My Land Rover broke down twice on the first day. The first time—30-odd miles into the bush—the fan-belt snapped, the engine boiled over in a filthy froth, the brakes and steering seized up and the dashboard lit up like a Christmas tree. A young man vanished on a motorbike to a nearby village and came back with a replacement belt of the wrong size. As the tropical night came on fast and dark, a small mechanic from a nearby quarry upended himself in the engine cavity, only his legs visible. He built a bracket to stretch the oversized belt. We moved on.

An hour or so later, on a wretched road in clouds of dust, a front tire went down. The bolts on the spare were the wrong size for the wrench. More passers-by appeared, and by torchlight a local friend who had come to help chiselled notches in the bolts with a screwdriver till he could force them loose. I got home after midnight, filmed head to toe in laterite dust. It was fitting, somehow. Just another chapter in the saga of purchasing and owning a car in a post-conflict African state.

Last year I moved to Sierra Leone to work as a correspondent for Reuters. This desperately poor country is still recovering from the bloody civil war that took place in the 1990s. I was initially without private transport, and soon learned to cut about the muggy capital Freetown on the back of motorbike taxis called “Okadas”. When “Upcountry”—the colonial-era phrase still used to describe all territory beyond the capital—I occasionally got around by UN helicopter, but more often by limping bush taxi or a hired geriatric jeep. Such vehicles can be relied on to consume the day’s rationed drinking water in their gurgling radiators.

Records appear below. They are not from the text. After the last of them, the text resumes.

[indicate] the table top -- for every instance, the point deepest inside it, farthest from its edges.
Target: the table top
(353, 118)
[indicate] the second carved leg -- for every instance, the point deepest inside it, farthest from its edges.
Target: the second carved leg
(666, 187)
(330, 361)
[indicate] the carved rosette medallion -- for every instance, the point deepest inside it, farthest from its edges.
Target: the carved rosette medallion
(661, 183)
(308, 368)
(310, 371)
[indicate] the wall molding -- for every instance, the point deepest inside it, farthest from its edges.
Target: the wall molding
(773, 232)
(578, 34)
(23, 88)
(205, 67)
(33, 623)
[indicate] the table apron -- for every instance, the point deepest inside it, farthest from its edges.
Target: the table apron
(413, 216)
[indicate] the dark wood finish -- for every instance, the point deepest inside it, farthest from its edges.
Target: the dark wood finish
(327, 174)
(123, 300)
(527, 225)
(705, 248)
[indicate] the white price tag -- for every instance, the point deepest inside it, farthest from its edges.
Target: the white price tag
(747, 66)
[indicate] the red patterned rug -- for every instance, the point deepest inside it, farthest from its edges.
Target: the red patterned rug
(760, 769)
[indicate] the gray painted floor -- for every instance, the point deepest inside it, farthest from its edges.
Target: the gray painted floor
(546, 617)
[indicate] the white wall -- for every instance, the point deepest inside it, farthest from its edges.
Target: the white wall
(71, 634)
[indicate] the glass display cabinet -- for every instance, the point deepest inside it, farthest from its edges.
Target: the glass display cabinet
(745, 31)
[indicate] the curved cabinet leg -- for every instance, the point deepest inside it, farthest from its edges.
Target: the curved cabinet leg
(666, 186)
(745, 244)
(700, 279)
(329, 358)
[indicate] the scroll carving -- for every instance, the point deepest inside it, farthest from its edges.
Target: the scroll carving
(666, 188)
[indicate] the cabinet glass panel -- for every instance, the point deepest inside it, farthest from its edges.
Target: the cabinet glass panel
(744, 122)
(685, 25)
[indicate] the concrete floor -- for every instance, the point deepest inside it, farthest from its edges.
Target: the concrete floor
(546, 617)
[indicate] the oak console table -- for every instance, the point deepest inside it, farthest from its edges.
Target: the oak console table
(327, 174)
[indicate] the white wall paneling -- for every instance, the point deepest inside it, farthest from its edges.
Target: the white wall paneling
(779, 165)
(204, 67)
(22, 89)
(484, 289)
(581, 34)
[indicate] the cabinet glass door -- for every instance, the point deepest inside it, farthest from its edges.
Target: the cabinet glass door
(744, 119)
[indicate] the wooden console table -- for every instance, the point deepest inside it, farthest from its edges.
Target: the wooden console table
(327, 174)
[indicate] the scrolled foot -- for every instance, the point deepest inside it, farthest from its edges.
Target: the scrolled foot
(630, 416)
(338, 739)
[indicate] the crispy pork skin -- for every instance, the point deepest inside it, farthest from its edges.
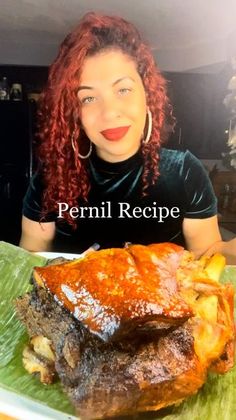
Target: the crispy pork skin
(114, 291)
(110, 379)
(173, 323)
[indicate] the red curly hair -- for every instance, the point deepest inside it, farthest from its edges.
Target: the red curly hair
(65, 175)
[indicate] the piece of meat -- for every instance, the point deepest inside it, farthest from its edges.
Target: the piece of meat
(115, 291)
(106, 379)
(162, 362)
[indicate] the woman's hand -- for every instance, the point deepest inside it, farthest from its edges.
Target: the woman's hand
(203, 237)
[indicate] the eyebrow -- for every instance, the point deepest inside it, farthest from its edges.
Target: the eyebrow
(113, 84)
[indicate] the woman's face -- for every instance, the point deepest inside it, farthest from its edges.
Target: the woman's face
(113, 104)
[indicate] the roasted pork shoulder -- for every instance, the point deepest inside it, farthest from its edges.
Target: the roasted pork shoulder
(129, 330)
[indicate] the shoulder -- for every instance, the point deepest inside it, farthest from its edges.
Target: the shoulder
(179, 161)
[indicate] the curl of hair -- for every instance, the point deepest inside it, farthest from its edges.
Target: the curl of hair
(65, 175)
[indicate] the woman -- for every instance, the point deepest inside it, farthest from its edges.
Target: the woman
(103, 175)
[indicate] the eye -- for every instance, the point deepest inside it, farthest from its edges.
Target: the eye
(88, 99)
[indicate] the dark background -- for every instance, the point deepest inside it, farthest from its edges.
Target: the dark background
(198, 107)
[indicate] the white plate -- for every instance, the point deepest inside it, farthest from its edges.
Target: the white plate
(24, 408)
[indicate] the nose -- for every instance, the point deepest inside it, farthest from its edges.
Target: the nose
(110, 109)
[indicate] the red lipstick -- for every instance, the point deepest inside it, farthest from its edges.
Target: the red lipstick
(114, 134)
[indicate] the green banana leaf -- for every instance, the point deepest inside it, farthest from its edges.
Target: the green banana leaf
(216, 399)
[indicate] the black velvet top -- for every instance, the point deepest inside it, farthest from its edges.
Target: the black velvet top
(121, 214)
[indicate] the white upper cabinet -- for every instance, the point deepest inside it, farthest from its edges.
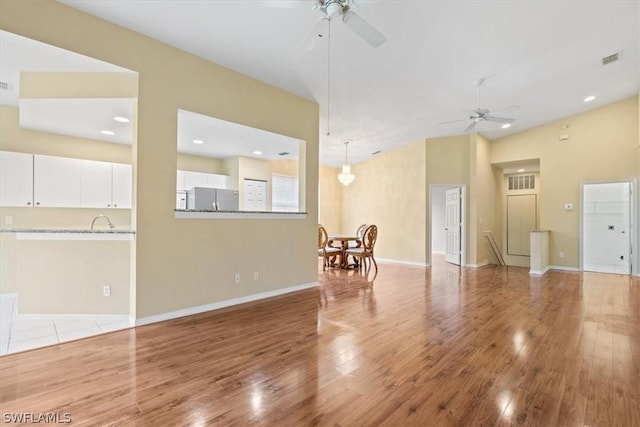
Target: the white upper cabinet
(50, 181)
(95, 184)
(16, 179)
(56, 181)
(121, 184)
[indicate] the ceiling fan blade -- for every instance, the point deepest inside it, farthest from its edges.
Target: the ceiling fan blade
(491, 118)
(363, 29)
(509, 109)
(320, 32)
(471, 126)
(453, 121)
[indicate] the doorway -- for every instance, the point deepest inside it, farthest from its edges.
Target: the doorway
(447, 207)
(607, 221)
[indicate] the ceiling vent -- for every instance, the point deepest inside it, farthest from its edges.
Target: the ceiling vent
(611, 58)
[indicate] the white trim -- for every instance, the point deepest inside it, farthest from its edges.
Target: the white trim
(539, 273)
(9, 295)
(563, 268)
(73, 316)
(481, 264)
(238, 215)
(73, 236)
(395, 261)
(221, 304)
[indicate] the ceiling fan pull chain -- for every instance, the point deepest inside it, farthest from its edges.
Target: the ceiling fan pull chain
(329, 80)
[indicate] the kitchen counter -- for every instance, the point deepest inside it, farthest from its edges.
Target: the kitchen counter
(70, 233)
(210, 214)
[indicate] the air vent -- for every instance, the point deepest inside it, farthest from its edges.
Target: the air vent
(522, 182)
(611, 58)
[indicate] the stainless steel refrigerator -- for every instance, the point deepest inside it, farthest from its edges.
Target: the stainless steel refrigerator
(212, 199)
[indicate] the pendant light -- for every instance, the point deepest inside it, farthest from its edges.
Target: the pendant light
(346, 177)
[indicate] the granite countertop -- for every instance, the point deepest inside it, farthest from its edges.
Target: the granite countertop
(239, 212)
(68, 230)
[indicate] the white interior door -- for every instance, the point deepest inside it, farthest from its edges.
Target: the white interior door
(606, 227)
(452, 225)
(255, 195)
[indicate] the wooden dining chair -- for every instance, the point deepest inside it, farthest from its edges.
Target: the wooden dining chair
(324, 251)
(365, 251)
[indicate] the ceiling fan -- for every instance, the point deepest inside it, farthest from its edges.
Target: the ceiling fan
(484, 115)
(333, 9)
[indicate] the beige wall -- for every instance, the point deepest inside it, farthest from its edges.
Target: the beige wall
(389, 191)
(67, 277)
(185, 263)
(484, 194)
(331, 193)
(287, 167)
(448, 161)
(603, 145)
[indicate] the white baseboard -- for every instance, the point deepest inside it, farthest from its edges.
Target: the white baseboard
(73, 316)
(538, 273)
(395, 261)
(563, 268)
(221, 304)
(480, 264)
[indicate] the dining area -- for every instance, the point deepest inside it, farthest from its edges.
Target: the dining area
(348, 250)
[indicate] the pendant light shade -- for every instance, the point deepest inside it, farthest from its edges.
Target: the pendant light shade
(346, 177)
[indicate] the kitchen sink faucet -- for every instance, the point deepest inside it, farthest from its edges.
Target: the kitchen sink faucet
(93, 221)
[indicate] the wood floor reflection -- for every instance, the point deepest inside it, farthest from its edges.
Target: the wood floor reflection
(441, 346)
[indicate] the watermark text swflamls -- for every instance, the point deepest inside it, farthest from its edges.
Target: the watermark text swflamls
(35, 418)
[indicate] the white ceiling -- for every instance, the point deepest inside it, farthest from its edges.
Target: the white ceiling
(544, 56)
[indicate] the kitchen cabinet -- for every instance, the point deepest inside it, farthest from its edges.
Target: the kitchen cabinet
(56, 181)
(95, 184)
(105, 185)
(121, 185)
(16, 179)
(50, 181)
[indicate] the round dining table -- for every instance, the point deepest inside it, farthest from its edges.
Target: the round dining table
(344, 245)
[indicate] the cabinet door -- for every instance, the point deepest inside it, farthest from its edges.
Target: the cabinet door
(195, 179)
(16, 179)
(56, 181)
(95, 184)
(217, 181)
(122, 185)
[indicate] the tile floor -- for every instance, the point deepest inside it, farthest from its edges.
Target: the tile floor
(25, 332)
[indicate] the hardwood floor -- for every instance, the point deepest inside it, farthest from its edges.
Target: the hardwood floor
(440, 346)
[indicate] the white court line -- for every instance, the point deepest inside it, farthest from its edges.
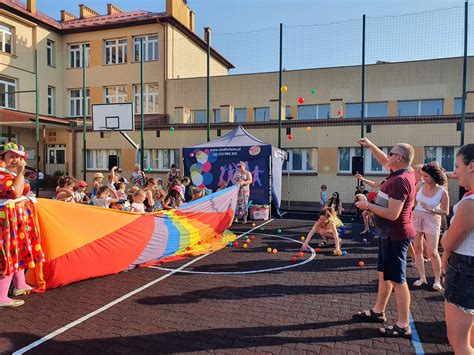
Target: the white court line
(117, 301)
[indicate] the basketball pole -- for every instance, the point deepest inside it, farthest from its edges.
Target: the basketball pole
(84, 114)
(142, 117)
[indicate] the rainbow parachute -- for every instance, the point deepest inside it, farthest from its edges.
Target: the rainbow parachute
(81, 242)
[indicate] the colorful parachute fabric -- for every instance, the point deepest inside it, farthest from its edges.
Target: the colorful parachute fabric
(82, 242)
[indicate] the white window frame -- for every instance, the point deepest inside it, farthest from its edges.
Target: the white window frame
(78, 99)
(100, 158)
(117, 96)
(75, 53)
(51, 100)
(148, 40)
(50, 53)
(368, 158)
(304, 160)
(6, 31)
(148, 97)
(155, 159)
(119, 45)
(439, 156)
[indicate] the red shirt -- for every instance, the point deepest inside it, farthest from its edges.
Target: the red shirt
(400, 185)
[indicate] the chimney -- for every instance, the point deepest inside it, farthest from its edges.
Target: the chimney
(112, 9)
(86, 12)
(67, 16)
(31, 6)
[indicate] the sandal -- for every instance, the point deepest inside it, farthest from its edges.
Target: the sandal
(419, 283)
(371, 316)
(394, 331)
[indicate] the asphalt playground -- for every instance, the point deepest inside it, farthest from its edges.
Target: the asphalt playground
(236, 300)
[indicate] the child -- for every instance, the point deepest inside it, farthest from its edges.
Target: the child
(159, 199)
(174, 198)
(326, 225)
(323, 196)
(103, 199)
(80, 195)
(65, 189)
(138, 198)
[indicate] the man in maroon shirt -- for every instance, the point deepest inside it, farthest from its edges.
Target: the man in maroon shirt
(393, 218)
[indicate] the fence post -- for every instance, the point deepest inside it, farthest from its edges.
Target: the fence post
(280, 85)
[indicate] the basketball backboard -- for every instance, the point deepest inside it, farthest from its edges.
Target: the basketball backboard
(113, 117)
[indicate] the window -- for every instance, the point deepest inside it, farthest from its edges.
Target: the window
(116, 51)
(216, 114)
(50, 53)
(420, 108)
(446, 156)
(7, 93)
(115, 94)
(198, 116)
(6, 39)
(75, 102)
(301, 160)
(75, 55)
(160, 159)
(98, 159)
(150, 98)
(371, 165)
(313, 112)
(51, 100)
(240, 115)
(150, 48)
(261, 114)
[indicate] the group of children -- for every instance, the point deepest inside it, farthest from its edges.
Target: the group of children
(144, 195)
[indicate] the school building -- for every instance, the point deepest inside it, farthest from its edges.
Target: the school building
(416, 102)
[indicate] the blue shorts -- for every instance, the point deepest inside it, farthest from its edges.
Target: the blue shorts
(392, 259)
(459, 287)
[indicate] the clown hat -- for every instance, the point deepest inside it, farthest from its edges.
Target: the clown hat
(16, 148)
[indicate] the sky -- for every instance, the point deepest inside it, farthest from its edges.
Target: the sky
(316, 33)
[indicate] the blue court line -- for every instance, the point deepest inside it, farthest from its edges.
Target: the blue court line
(415, 338)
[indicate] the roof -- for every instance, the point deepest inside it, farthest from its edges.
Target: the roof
(238, 137)
(131, 18)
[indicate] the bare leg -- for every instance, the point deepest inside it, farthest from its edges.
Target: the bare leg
(383, 294)
(459, 325)
(432, 242)
(420, 265)
(402, 296)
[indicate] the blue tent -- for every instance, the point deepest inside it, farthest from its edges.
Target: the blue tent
(212, 162)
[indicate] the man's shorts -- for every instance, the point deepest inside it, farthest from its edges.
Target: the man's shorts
(392, 259)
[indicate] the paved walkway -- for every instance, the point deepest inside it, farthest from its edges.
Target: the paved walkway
(225, 306)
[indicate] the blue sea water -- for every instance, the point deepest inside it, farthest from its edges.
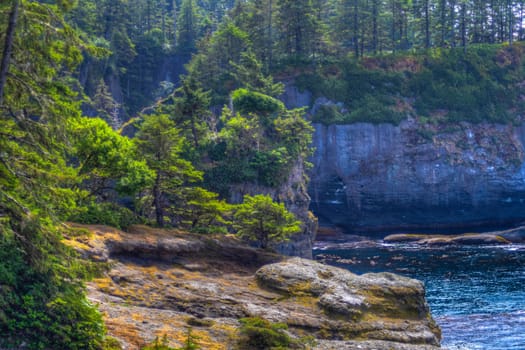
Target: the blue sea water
(476, 293)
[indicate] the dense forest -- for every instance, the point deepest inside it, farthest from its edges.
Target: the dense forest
(149, 111)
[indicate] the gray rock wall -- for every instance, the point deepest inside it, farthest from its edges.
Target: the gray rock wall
(294, 194)
(410, 177)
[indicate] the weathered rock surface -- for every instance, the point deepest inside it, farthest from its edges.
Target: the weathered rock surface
(418, 176)
(162, 281)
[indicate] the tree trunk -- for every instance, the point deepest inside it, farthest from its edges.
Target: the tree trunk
(8, 47)
(157, 202)
(427, 25)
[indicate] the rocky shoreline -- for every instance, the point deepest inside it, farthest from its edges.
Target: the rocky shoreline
(161, 282)
(516, 235)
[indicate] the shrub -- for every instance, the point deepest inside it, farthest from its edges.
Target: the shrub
(258, 333)
(245, 101)
(109, 214)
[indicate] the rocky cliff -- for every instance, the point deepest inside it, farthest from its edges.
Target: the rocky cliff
(160, 282)
(418, 176)
(294, 194)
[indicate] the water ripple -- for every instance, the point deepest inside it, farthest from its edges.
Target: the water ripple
(476, 294)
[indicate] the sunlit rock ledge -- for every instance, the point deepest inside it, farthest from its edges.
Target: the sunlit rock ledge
(160, 282)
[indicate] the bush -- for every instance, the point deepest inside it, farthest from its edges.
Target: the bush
(109, 214)
(41, 309)
(245, 102)
(258, 333)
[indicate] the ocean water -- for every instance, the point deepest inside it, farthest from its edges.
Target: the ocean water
(476, 293)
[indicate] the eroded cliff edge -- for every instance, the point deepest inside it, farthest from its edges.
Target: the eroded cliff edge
(418, 176)
(162, 281)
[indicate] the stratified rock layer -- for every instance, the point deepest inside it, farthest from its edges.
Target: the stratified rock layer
(161, 282)
(418, 176)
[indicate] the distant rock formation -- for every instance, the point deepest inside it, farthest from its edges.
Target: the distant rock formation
(416, 176)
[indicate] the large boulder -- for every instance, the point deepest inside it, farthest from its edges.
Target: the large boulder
(379, 306)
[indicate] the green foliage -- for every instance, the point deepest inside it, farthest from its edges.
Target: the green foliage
(202, 211)
(475, 85)
(258, 333)
(105, 157)
(256, 148)
(109, 214)
(44, 307)
(245, 101)
(261, 219)
(160, 144)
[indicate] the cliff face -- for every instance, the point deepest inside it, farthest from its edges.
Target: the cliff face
(294, 194)
(418, 176)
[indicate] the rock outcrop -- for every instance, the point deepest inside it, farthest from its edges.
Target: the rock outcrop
(162, 282)
(418, 176)
(516, 235)
(294, 194)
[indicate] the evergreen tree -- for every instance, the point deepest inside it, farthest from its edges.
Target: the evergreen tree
(160, 143)
(259, 218)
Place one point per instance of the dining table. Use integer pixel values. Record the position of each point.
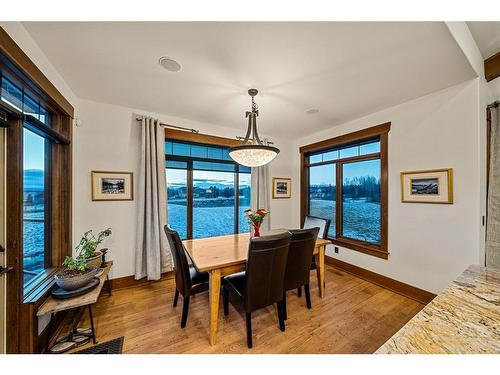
(225, 255)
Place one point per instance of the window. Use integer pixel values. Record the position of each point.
(34, 205)
(346, 181)
(207, 192)
(23, 100)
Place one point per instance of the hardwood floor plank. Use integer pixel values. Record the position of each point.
(355, 316)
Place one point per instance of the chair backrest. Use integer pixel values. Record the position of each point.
(322, 224)
(265, 271)
(298, 265)
(181, 264)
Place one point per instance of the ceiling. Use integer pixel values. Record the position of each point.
(487, 37)
(344, 69)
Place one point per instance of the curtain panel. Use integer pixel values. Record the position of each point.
(493, 223)
(153, 255)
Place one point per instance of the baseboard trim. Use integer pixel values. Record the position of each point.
(130, 281)
(396, 286)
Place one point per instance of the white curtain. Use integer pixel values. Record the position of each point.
(493, 224)
(261, 192)
(153, 254)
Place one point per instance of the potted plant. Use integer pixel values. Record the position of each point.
(75, 274)
(255, 219)
(87, 248)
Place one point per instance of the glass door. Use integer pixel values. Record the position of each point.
(3, 301)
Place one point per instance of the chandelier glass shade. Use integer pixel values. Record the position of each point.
(253, 152)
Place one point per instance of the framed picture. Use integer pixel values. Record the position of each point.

Last December I was in a government bus, returning from a tense by-election in the east of the country, when a tire blew at 50-odd miles per hour. The jalopy swung wildly across the road. The driver expertly held the skid and brought the bus to a standstill before we rolled into the scrub. Afterwards I noted that the maximum passenger capacity hand-painted on the side of the Mercedes was approximately twice what its German designers would have suggested. I decided I needed my own wheels.

This was plausible enough because I had just inherited a sum of money from my grandfather, who died last year. He was someone I had long associated with an immaculately waxed car parked outside his genteel home in south-east England. To use this money to buy a car of my own seemed fitting.

But acquiring a vehicle in Sierra Leone would prove challenging. It is nearly impossible to conduct business transactions in an environment without trust. The task introduced me to areas of the beleaguered state that I had come to cover, a country that only recently lifted itself from last place on the UN human-development index. Gross National Income per capita in Sierra Leone stands at $340. One in eight women here will die in childbirth.